Seyahatname okumayan arkadaşlara şunu belirtmek isterim. Seyahatnameler yazarın etnik kökeni, dini ve mensubu olduğu gruba yönelik düşünceler ürettiğinden dolayı %100 tarihi gerçekleri barındırmaz. O dönemi anlamada bize yardımcı olan yan kaynaklardır.

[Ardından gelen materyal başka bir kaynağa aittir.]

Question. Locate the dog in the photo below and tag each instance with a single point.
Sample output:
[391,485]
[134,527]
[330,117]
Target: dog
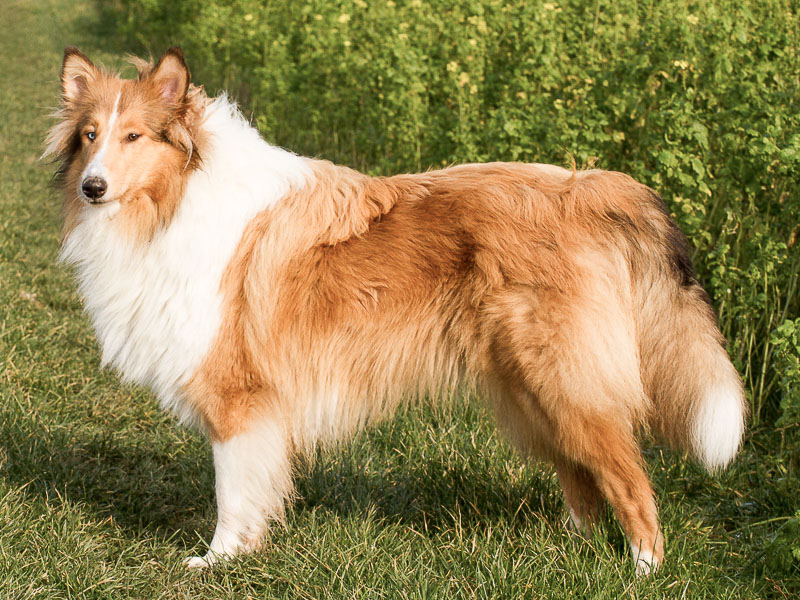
[278,302]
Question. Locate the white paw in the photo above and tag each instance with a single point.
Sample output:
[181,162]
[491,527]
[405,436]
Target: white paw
[644,560]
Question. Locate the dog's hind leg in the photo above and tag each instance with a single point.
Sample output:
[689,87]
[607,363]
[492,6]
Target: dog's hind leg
[584,499]
[253,481]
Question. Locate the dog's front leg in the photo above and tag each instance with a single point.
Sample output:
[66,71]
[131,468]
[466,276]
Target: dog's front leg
[253,480]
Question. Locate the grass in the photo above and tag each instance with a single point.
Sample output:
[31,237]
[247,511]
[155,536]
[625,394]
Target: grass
[102,495]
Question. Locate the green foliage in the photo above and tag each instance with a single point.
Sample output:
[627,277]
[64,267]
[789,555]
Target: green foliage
[786,347]
[700,100]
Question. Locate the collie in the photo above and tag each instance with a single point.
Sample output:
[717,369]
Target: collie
[277,302]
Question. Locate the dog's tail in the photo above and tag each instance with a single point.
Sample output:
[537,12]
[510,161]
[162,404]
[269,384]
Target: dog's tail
[697,397]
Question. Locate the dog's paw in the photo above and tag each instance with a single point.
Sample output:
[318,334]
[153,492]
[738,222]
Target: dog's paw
[197,562]
[645,563]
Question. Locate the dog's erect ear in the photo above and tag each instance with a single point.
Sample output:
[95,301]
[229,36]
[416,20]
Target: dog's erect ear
[171,76]
[76,73]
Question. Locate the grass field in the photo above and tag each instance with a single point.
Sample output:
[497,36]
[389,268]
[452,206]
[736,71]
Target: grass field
[102,495]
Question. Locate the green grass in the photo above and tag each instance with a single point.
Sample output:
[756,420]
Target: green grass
[102,495]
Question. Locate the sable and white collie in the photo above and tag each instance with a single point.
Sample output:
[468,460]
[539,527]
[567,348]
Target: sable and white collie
[277,302]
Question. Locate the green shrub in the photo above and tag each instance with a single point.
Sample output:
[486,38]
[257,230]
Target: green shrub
[699,99]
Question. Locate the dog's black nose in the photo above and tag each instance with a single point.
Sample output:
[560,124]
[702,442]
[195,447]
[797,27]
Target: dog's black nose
[94,187]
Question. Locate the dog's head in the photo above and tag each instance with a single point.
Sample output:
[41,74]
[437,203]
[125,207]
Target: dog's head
[127,141]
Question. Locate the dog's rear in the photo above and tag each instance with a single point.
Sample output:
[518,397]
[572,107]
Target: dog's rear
[626,340]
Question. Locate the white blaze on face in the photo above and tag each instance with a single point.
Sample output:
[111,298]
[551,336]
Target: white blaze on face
[96,166]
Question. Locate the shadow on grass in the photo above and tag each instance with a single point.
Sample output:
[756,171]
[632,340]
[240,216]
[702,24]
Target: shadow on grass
[151,483]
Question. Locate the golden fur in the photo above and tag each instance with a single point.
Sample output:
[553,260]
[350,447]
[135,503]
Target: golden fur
[566,299]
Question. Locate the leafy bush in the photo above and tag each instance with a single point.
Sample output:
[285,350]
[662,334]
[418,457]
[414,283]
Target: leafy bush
[698,99]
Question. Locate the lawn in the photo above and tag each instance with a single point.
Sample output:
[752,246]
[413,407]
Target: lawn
[102,494]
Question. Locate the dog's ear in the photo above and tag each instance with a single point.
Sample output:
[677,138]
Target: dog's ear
[171,76]
[76,73]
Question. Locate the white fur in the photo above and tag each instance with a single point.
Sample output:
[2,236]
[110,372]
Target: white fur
[96,166]
[156,307]
[644,560]
[719,424]
[253,478]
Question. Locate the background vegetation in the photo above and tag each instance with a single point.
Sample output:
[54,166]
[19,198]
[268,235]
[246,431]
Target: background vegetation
[700,100]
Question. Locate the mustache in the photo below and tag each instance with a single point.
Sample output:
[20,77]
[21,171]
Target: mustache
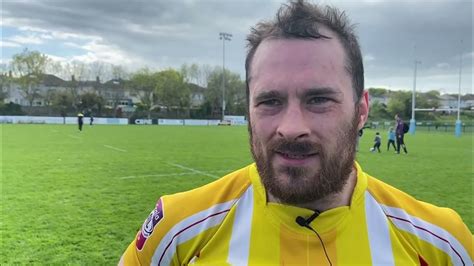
[294,147]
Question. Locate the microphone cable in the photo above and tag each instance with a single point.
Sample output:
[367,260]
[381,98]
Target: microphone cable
[304,223]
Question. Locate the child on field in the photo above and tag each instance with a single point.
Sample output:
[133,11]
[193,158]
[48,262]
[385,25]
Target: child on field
[377,142]
[391,139]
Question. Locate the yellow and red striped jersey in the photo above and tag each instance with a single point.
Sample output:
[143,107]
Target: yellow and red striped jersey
[230,222]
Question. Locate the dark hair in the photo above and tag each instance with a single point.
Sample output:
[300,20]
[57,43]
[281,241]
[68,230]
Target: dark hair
[302,20]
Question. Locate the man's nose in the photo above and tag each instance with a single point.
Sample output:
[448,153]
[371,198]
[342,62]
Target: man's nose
[293,125]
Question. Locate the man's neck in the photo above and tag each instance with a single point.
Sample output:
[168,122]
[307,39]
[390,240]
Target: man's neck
[331,201]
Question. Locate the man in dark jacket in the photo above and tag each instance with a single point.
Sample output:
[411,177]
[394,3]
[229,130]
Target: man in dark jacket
[400,131]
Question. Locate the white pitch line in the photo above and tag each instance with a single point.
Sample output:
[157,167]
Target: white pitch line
[172,174]
[156,175]
[193,170]
[114,148]
[75,137]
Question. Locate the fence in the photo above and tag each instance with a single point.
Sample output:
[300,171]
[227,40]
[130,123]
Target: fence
[429,126]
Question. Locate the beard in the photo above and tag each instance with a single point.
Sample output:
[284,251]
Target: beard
[301,185]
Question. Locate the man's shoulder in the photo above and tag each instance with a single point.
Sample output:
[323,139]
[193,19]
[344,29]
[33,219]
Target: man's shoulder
[393,198]
[224,189]
[187,216]
[422,220]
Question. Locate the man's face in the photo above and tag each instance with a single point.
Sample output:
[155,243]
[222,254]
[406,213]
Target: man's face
[303,119]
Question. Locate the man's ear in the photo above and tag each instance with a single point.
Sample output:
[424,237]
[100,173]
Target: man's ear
[363,105]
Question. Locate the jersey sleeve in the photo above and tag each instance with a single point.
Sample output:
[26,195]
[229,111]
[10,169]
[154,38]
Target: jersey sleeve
[156,241]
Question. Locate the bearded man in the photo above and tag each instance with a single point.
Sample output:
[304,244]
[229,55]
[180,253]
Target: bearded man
[305,201]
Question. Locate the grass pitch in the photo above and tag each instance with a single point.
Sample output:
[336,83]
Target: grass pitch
[79,198]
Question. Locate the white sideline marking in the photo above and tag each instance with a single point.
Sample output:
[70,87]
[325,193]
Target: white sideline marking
[171,174]
[156,175]
[75,137]
[114,148]
[193,170]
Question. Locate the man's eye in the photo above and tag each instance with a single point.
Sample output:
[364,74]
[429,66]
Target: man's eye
[318,100]
[270,102]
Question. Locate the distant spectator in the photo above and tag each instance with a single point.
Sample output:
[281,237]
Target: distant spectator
[391,139]
[377,142]
[400,132]
[359,135]
[80,120]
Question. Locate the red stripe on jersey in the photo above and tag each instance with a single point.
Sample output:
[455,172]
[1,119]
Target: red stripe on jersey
[428,231]
[422,261]
[198,222]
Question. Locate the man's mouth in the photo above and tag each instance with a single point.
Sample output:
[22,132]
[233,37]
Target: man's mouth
[296,156]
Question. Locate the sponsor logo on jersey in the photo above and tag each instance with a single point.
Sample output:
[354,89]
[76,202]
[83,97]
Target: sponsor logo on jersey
[149,225]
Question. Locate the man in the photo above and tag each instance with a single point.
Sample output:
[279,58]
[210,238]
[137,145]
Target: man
[305,201]
[80,120]
[400,132]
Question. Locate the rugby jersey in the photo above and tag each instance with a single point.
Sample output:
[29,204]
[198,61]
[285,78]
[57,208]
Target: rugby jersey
[230,222]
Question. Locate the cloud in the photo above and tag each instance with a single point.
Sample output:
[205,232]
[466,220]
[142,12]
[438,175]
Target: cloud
[368,58]
[25,39]
[8,44]
[164,33]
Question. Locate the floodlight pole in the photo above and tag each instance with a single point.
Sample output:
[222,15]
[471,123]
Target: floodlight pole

Carpini Karadeniz'den Moğolistan'a kadar uzanan coğrafyanın bir çoğunu gezmiş. Her gittiği bölgede Nesturi Hristiyanlarıyla hasbihal olmuş. Bir Hristiyanın gözünden bazen nefretle, bazende övgü ile kaleme aldığı bilgiler mevcut. Türk ve Moğol kültürüne tam hakim olmadığı için bazı konularda yanlış yorumlar geliştirmiş. Fakat Moğol tarihçileri ve seyyahlarının geneline baktığımızda en objektif yaklaşmaya çalışan seyyahlardan denilebilir. Bazen başına gelenleri anlamakta güçlük çekmiş, öfkelenmiş.
Bu eseri okumadan önce Moğol Tarihi ile ilgili tarihi kitaplar okunmalıdır. Daha sonra o dönemi gözünüzde canlandırmak isterseniz seyahatnamelere başvurmalısınız. Bu minvalde incelendiğinde diğer seyahatnamelere nazaran ilk okunması gerekenlerdendir. Eğer tarihi bilgi altyapınız yoksa bazı yanlışlıkları, doğru olarak kabul edebilirsiniz.
Bir kaç saat içerisinde bitirebileceğiniz şekilde hazırlanmış bir eserdir.